Diante da opinião pública.
A opinião pública é falseada pelos meios de comunicação de massa.
A reação popular e a mobilização a Curitiba configuraria um tiro no pé da Lava Jato, como alguns avaliam?
Não, porque eles têm outros processos em andamento e, de qualquer
maneira, se os americanos decidiram que o Lula não pode se candidatar, é
óbvio que a Justiça brasileira vai impedir esta candidatura.
O sr. destacaria algum trecho específico do depoimento?
Eu vi… tudo aquilo que dizia respeito ao tríplex. Hoje o Estadão põe na primeira página algo como “Marisa tinha interesse no apartamento”. Veja só, essa é uma prova da falsidade do Lula.
A grande imprensa parte agora para essa nova narrativa, como se Lula não tivesse escrúpulos.

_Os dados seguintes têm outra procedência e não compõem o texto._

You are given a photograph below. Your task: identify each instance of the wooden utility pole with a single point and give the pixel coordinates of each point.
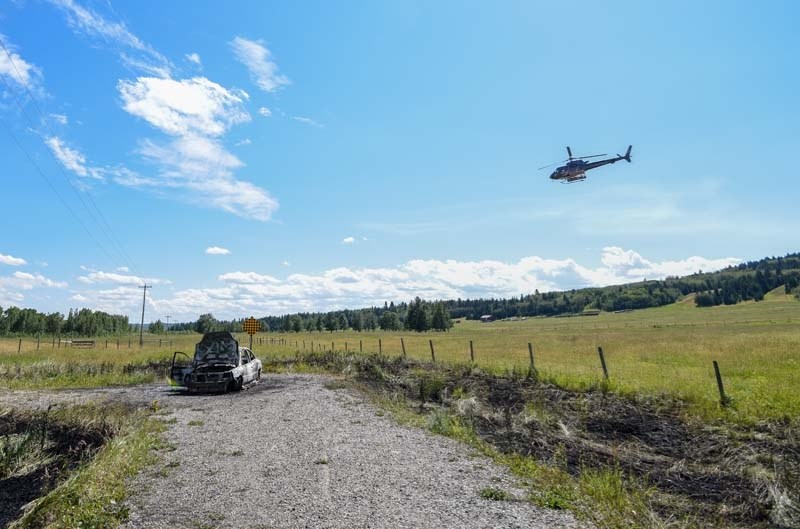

Exato, e como se o Lula não fosse uma pessoa adulta e responsável.
Teria que responder pela Marisa. Sobretudo porque a Marisa já não está
mais no mundo dos vivos, então ela não pode contestar essa questão.
Como o sr. viu a mobilização popular até Curitiba?
Muito boa a mobilização popular. Mas, pelo menos no que diz respeito aos meios de comunicação de massa, ela não foi divulgada.